なんのことだか良く分らない方のために、簡単に説明をしますと、これまでの判例の考え方では、預貯金は相続開始時に法定相続分に従って当然に各相続人に相続されてしまうので、遺産分割の対象外である、とされていました。

この考え方は、古くは『相続財産中の可分債権は法律上当然に分割され、各共同相続人がその相続分に応じて権利を承継する』という昭和29年の最高裁判例や『相続財産中に可分債権があるときは、その債権は相続開始と同時に当然に法定相続分に応じて分割されて各共同相続人の分割単独債権となり共有関係に立つものではない』とする平成16年の最高裁判例の流れからきているものと考えられます。
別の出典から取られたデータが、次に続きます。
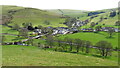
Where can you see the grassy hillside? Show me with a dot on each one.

つまり、預金といえども銀行に対する可分債権(分けることができる債権)なのだから、法律上当然に分割された形で法定相続分どおりに各相続人に帰属する、というロジックですね。

ところが、この考え方にはいろいろな問題点が指摘されていました。

たとえば、相続人の一部の方が、被相続人から生前に多額の贈与を受けていた場合。

このようなケースでは、すでに生前贈与を受けていた相続人ともらっていない相続人の利害の調整のため、預貯金を分割の対象として、両者の公平を図るということが望ましいと考えられます。

しかし、前述のこれまでの最高裁の判例の考え方ですと、預金は当然に法定相続分で分割帰属してしまうため、各相続人間の公平のための調整役として、預金を分配することはできないことになってしまいます。つまり、『もらった物は私のもの、残っている預貯金は、相続分どおりに頂きます』ということが認められてしまうのです。

そこで、今回の判例はこの考え方を改め、預貯金も遺産分割の対象になりますよ、ということにして、相続人間の公平に配慮したというわけですね。

ただ、実際の相続実務では、これまでも相続人全員の合意で遺産分割協議をする際に預貯金を遺産分割の対象とするということは普通に行われていましたし、むしろ、金融機関などは、遺産分割協議書がないと、預貯金の払い戻しには応じないというのが原則的な扱いといってよい状況でしたから、最高裁の判例が実務に寄り添うような形で変更したといってよいでしょう。